The city's largest teachers union is headed to arbitration with the city's Department of Education after the agency informed educators that it cannot make the final installment to decade-old backpay.

"We're in for another fight," said Michael Mulgrew, president of the United Federation of Teachers, who posted video message to YouTube on Thursday. "We're not going to go to court and get dragged out for two years. We don't have to file the grievance process and go through each of those steps. We have the right to go directly through arbitration. I have already informed the arbitrator that that is what we are going to do. And we had already scheduled our arbitration."

Mulgrew posted the message shortly after receiving a letter from First Deputy Mayor Dean Fuleihan explaining that the city's poor financial outlook — a $ 9 billion hole caused by the pandemic — led officials to postpone the final payments that were part of a $900 million retroactive pay program. The timing of the payments also comes as the city aims to stave off layoffs to city employees, which includes teachers.

"It is the City’s desire to avoid the necessity for layoffs, and to make a retroactive payment at this time would therefore be fiscally irresponsible," wrote Fuleihan. "The City regrets having to take this necessary action, particularly in light of the assistance and cooperation of the union and its members in opening schools over the past several weeks. On behalf of the City’s students and their families, we are truly appreciative of all the UFT members’ dedication and sacrifice during these extremely challenging times."

The city effectively breaks a 2014 Memorandum of Agreement that established a retroactive payment system to active and retired teachers dating back to 2009 and 2010, when teachers did not have a contract under the Bloomberg administration. Teachers received between 12.5% and 25% of the amount owed to them between 2009 and 2015. The retroactive payments, which the city could not make in one huge lump sum, were doled out yearly beginning in October 2015. UFT members received payments every October between 2015 and 2019, except for 2016, when payments were paused. The last payment was expected on October 15th this year. Part of the memo assured the UFT it can go into arbitration if "there was any issue with these payments."

The relationship between the city and the UFT has been strained in recent months following an agreement to reopen schools for hybrid learning, which saw tens of thousands of teachers returning to the classroom during the pandemic. Mayor Bill de Blasio initially sought to reopen schools for September 10th, but delayed reopening after the UFT threatened a strike.

Bill Neihardt, a spokesperson for City Hall, offered this statement on the postponement of retroactive pay: “This action is necessary to avoid painful layoffs, but make no mistake, New York City recognizes our teachers go above and beyond for our students and schools every day.”

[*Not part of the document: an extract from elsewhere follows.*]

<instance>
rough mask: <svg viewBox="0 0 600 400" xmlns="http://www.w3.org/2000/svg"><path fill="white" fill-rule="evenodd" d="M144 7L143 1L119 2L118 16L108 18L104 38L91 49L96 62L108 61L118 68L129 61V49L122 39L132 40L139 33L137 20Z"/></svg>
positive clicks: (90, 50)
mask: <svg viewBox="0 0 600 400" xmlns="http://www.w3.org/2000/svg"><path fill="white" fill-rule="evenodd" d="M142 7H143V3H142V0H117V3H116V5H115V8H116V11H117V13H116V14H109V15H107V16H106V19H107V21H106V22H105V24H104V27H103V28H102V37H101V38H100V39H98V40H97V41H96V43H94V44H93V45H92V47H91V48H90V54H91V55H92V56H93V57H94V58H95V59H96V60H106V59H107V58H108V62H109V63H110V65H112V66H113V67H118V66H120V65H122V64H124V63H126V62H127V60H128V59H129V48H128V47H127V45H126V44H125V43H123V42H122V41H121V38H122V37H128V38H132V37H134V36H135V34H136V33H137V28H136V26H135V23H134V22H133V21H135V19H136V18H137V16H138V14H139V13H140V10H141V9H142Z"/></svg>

Update 12 p.m.: On the Brian Lehrer Show Friday morning, Mayor Bill de Blasio warned that layoffs will likely be on the table if the arbitrator sides with the UFT.

"I do fully understand the frustration and the pain that it causes, the problem is if I don't find some way to get relief for the people of this city and for this city budget, the next step is layoffs," said de Blasio. "Look, we announced in June the potential of as many 22,000 layoffs. That would devastate our city agencies, that would devastate a lot families, that would set back our city's recovery. So, this is a case of a very unfortunate choice I have to make. But literally, we have run out of options."